Scott Nelson said he was surprised to read his car tab bill after he bought a brand new 2017 ROUSH P-51 Mustang.
“It was almost $800 for 2018,” Nelson said.
Earlier this month the licensing department acknowledged the state issued 924 refunds worth $93,598 since March 2017 to people whose car tabs had been billed incorrectly. The department said Tuesday there have now been 938 refunds issued, totaling nearly $96,000.
The bills had been calculated using the manufacturer's suggested retail price (MSRP), which impacts how much money a person would pay for the Sound Transit fee, part of the Regional Transit Authority (RTA) tax fee. The state uses the MSRP and depreciation scale to calculate the RTA tax.
Looking back at his past bills, Nelson spotted nearly a $35,000 difference in his vehicle's MSRP. The state said the MSRP was more than $67,000 when in reality it was around $32,600.
However, there is some grey area in this case because the car included an after-market ‘Roush’ package, which includes a souped-up engine and many other features important to car collectors.
With no real MSRP for such a model, a state spokesperson said it used paperwork filed from the dealer.
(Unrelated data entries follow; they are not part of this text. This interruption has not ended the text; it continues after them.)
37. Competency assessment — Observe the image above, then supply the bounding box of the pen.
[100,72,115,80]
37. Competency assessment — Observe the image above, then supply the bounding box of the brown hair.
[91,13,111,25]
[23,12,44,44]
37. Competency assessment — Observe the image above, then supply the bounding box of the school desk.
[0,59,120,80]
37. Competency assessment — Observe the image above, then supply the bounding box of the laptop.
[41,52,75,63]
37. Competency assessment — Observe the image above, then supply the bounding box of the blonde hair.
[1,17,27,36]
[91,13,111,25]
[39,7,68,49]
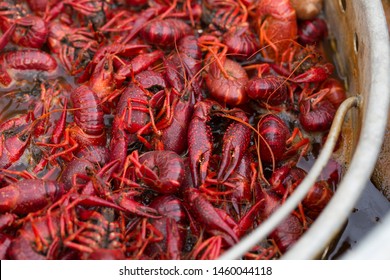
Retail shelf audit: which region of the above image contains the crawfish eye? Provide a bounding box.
[211,104,221,111]
[19,134,28,142]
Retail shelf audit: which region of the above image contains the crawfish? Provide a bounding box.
[0,15,49,50]
[0,50,57,87]
[0,179,68,214]
[140,18,192,47]
[146,195,188,260]
[63,208,125,260]
[47,85,106,160]
[47,22,98,75]
[130,151,184,194]
[256,0,298,61]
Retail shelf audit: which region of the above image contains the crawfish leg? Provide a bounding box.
[188,118,212,187]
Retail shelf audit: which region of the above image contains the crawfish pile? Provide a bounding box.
[0,0,346,259]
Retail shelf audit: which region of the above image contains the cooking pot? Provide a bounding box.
[221,0,390,259]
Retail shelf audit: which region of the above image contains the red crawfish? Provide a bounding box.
[8,211,60,260]
[0,15,49,50]
[47,21,98,75]
[217,109,251,182]
[222,22,260,61]
[0,50,57,87]
[188,100,250,187]
[202,0,248,34]
[0,112,34,168]
[291,0,324,20]
[140,18,193,48]
[188,100,221,187]
[298,18,328,45]
[256,0,297,61]
[59,158,96,189]
[299,99,336,132]
[154,92,195,154]
[257,114,310,166]
[163,35,202,97]
[130,151,184,194]
[184,188,238,246]
[50,85,106,162]
[200,35,248,106]
[316,78,347,109]
[115,50,164,86]
[79,160,160,218]
[245,69,289,106]
[63,207,125,260]
[146,195,188,260]
[115,70,173,148]
[0,179,68,214]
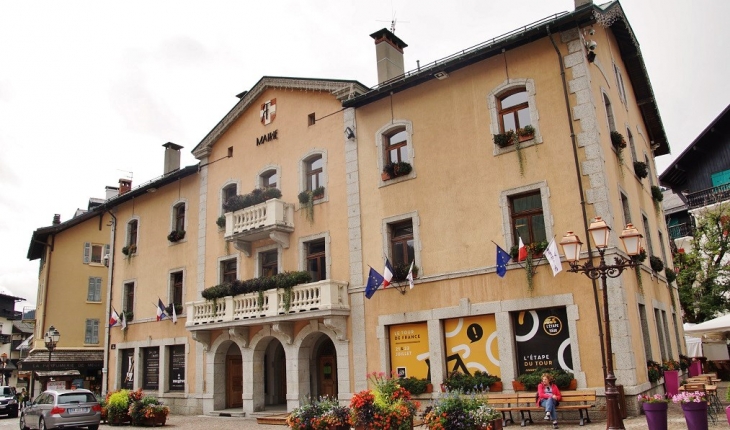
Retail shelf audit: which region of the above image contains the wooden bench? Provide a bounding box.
[513,390,596,427]
[484,393,520,426]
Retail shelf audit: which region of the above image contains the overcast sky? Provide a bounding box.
[0,0,730,309]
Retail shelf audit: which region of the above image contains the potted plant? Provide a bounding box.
[649,255,664,273]
[350,372,420,430]
[286,397,350,430]
[167,230,185,242]
[634,161,649,179]
[398,376,433,396]
[423,390,502,430]
[637,394,670,430]
[672,391,707,430]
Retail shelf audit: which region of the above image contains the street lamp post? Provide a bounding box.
[560,217,642,429]
[43,326,61,370]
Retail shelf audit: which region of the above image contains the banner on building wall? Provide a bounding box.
[512,307,573,374]
[444,314,501,376]
[389,322,431,379]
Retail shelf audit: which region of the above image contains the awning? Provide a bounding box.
[35,370,81,377]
After Nelson filed a complaint, the state ultimately agreed with his assessment and refunded him $478 for overpayment on the RTA excise tax.
“I am happy, but it’s sad that we have to do the leg work in order to make sure that we are getting taxed properly on this,” Nelson said.
Tim Eyman is pitching Initiative 976, which would bring back a flat $30 car tab fee in Washington.
Voters approved a $30 car tab cap in 1999 and 2002. The Sound Transit 3 (ST3) measure approved by voters in 2016 raised the annual fees to pay for public transportation projects.